Saturday, December 21, 2013

Almond Roco or When you know it's Christmastime around here



You know it's Christmastime around here when the only item coming out of my kitchen is Almond Roco and lots of it. 

I originally received this recipe from my late Godmother when she brought it to a Christmas party. I immediately fell in love with it, asked her for the recipe and have been making it ever since. Due to it's uniqueness, this has become a staple holiday gift for co-workers, teachers, friends, etc. 
 

original copy received from
my Godmother


I realize the recipe title is a misnomer as almonds is not listed as an ingredient. I once heard it called Cracker Candy which is probably a more appropriate description of this delightful combination of butter, sugar, saltines, chocolate and walnuts. If you google “Cracker Candy Recipe” you will find many similar recipes under many names.

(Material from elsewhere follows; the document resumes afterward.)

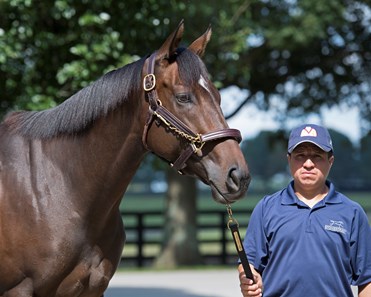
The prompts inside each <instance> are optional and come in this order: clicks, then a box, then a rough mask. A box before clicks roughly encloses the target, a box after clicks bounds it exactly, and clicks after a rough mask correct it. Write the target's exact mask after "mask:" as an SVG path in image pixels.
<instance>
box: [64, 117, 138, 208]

Over the years, I have played with the original recipe I received, substituting white chocolate or Hershey's Kisses for the semi-sweet chocolate, substituting shredded coconut for the walnuts or skipping the walnuts altogether. The variations listed under notes/variations at the end of this post are the ones which I have found successful and make annually.

I hope you have as much fun and success making this as I have!


Semi-Sweet Almond Roco
with walnuts





Almond Roco - like Cookies



1 - 1 1/2 sleeves saltines
1 cup or 2 sticks butter plus extra for coating aluminium foil
1 cup sugar
2 cups or 12 oz. semi-sweet chocolate chips
1 - 1 1/2 cups chopped walnuts  


Place oven rack in middle of oven and preheat oven to 400 degrees farenheit.

Line a cookie sheet with aluminium foil. Butter it. Line it with saltines.  Depending upon the size of the cookie sheet this could be anywhere between 1 - 1 1/2 sleeves of saltines. 

In a 1 quart saucepan, melt 1 cup or 2 sticks butter over medium-high heat. Add 1 cup sugar and bring mixture to a boil while stirring constantly, about 3-5 minutes.

Pour butter/sugar mixture over saltines and bake in preheated 400 degree oven for 5 minutes. Remove from oven and sprinkle 12 oz. chocolate chips over it.

Let chocolate melt 1 minute and then spread across saltines using back of regular-size spoon.

Sprinkle chopped walnuts over chocolate and cut it immediately using pizza cutterOnce again, depending upon size of cookie sheet and like/dislike for walnuts, this could be anywhere from 1 - 1 1/2 cups walnuts. 

Place tray in refrigerator to cool. Once cooled, peel off foil, break apart and enjoy.


Notes/variations:

-- Cookie sheet size should be about 15" x 10". One with an edge all around (like a jelly roll pan works best)

-- Use heavy duty aluminium foil. This will make process of peeling off foil easier.

-- Use butter. Margarine or any kind of butter/margarine mix will prevent Roco from solidifying correctly

-- For White Chocolate Roco, substitute 10-12 oz. bag of white chocolate chips for 12 oz. chocolate chips (ghiradelli white chocolate chips or Trader Joe’s white chocolate chips work best)

-- For Milk Chocolate Roco, substitute 11 oz. bag of Hershey Kisses for 12 oz. chocolate chips. This is approximately 72 Hershey Kisses.